Ken Freedman (born February 18, 1959) is an American radio personality. The general manager of WFMU, a freeform and independent radio station based in New Jersey, he co-hosts the comedy program Seven Second Delay with Andy Breckman, as well as hosting his own freeform radio program. He is a resident of Hoboken, New Jersey.

==History==

In 1976 he hosted his first radio program as a DJ at Highland Park High School station WVHP. He served as station manager of WCBN-FM, the University of Michigan at Ann Arbor's freeform outlet, where he marked the 1980 election of Ronald Reagan by playing Lesley Gore's "It's My Party" for eighteen consecutive hours.

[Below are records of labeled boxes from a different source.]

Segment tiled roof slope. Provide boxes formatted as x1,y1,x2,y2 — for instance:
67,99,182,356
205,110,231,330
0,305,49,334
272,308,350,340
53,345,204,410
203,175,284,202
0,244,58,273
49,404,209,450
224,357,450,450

In December 1983, he joined WFMU as a DJ and succeeded Bruce Longstreet as general manager in August 1985. At the time, WFMU was licensed to and owned by Upsala College, and based in East Orange, New Jersey.

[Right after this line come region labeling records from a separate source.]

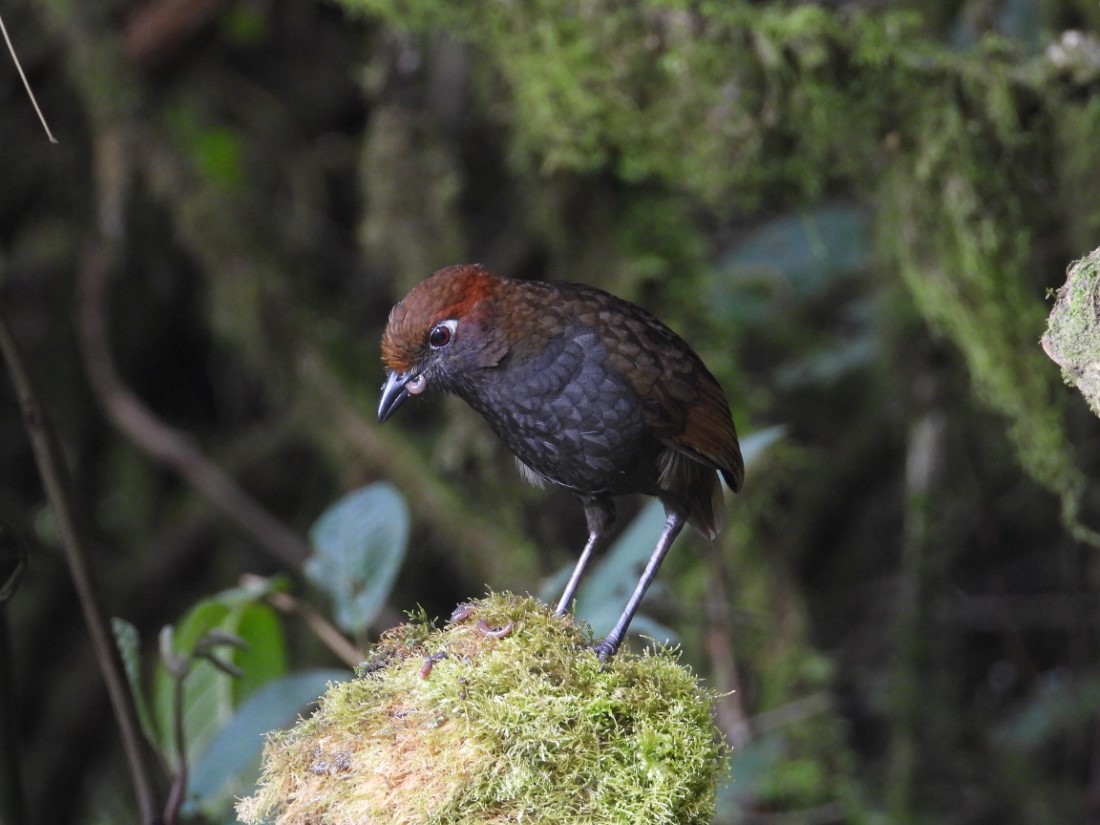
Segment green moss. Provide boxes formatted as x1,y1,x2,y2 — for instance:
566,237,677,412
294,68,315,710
239,595,727,825
1043,250,1100,416
878,63,1100,543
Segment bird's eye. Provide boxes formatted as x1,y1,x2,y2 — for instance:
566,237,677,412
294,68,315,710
428,321,455,350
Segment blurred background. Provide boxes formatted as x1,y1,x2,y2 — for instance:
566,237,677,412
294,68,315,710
0,0,1100,825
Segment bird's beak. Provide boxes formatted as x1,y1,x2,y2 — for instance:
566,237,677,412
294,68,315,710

In February 1986, he launched a program guide/zine called LCD (Lowest Common Denominator). A compilation book entitled The Best of LCD: The Art and Writing of WFMU, was published by Princeton Architectural Press was compiled and edited by longtime WFMU radio host Dave "The Spazz" Abramson and was published in November 2007.

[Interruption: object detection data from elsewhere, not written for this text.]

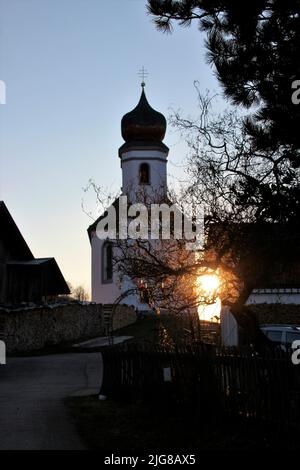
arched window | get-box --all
[102,242,113,283]
[140,163,150,184]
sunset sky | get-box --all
[0,0,220,289]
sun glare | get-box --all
[197,274,221,321]
[198,274,220,295]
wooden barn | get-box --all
[0,201,70,305]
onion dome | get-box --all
[121,84,167,142]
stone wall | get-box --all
[0,303,136,353]
[247,304,300,325]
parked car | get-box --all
[260,324,300,351]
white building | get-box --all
[88,84,169,310]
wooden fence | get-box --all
[101,344,300,426]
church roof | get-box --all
[121,88,167,142]
[0,201,34,261]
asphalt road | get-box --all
[0,353,102,450]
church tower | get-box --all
[119,83,169,202]
[88,83,169,310]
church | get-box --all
[88,82,169,311]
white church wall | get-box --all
[91,233,149,310]
[91,234,121,304]
[246,289,300,305]
[122,150,167,201]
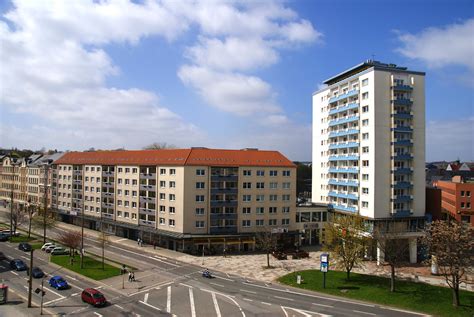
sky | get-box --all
[0,0,474,161]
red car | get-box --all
[81,288,107,306]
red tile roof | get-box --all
[54,148,296,167]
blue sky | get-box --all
[0,0,474,160]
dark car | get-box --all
[10,259,28,271]
[18,242,31,252]
[81,288,107,306]
[27,266,44,278]
[49,275,69,289]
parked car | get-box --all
[41,242,56,251]
[81,288,107,306]
[51,247,69,255]
[26,266,44,278]
[44,244,59,253]
[18,242,31,252]
[10,259,28,271]
[49,275,69,289]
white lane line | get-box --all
[66,275,77,281]
[188,288,196,317]
[313,303,334,308]
[166,285,171,313]
[240,289,257,294]
[212,293,221,317]
[352,310,376,316]
[138,300,161,311]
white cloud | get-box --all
[398,19,474,72]
[426,117,474,161]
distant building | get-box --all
[436,176,474,226]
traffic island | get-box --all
[278,270,474,317]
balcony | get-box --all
[329,154,359,161]
[390,195,413,203]
[329,90,359,103]
[328,204,358,212]
[329,115,359,127]
[329,142,359,150]
[328,192,359,200]
[328,179,359,187]
[391,182,413,189]
[329,167,359,174]
[329,103,359,115]
[392,83,413,92]
[392,98,413,106]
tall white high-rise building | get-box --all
[312,60,425,260]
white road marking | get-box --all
[188,288,196,317]
[240,289,257,294]
[313,303,334,308]
[166,285,171,313]
[212,293,221,317]
[138,300,161,311]
[352,310,376,316]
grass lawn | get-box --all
[50,255,120,280]
[278,270,474,317]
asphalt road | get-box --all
[0,215,430,317]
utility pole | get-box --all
[28,249,35,308]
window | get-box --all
[242,220,250,227]
[196,182,204,189]
[196,208,204,216]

Ken Freedman talks about FM frequencies and WFMU (1990)

In 1989, he successfully fended off a challenge to the station's license from four rival broadcasters, who claimed that WFMU was broadcasting above its legal power limit.

In 1992, he founded the non-profit organization Auricle Communications, which purchased WFMU's license from Upsala in 1994 one year prior to the college's bankruptcy in 1995.

In 1993 the station launched its website, and in 1997 it began streaming its broadcasts full-time.

Freedman pioneered the use of direct licensing for broadcasters, obtaining alternative copyrights and waivers to address restrictions placed on broadcasters by the Digital Millennium Copyright Act. In 2007, Freedman built on these direct licensing activities and founded WFMU's Free Music Archive, an open source library of copyright-cleared music and audio which launched in April 2009.

In 2013, Freedman initiated the creation of a suite of software for broadcasters, journalists and online publishers known as the Audience Engine.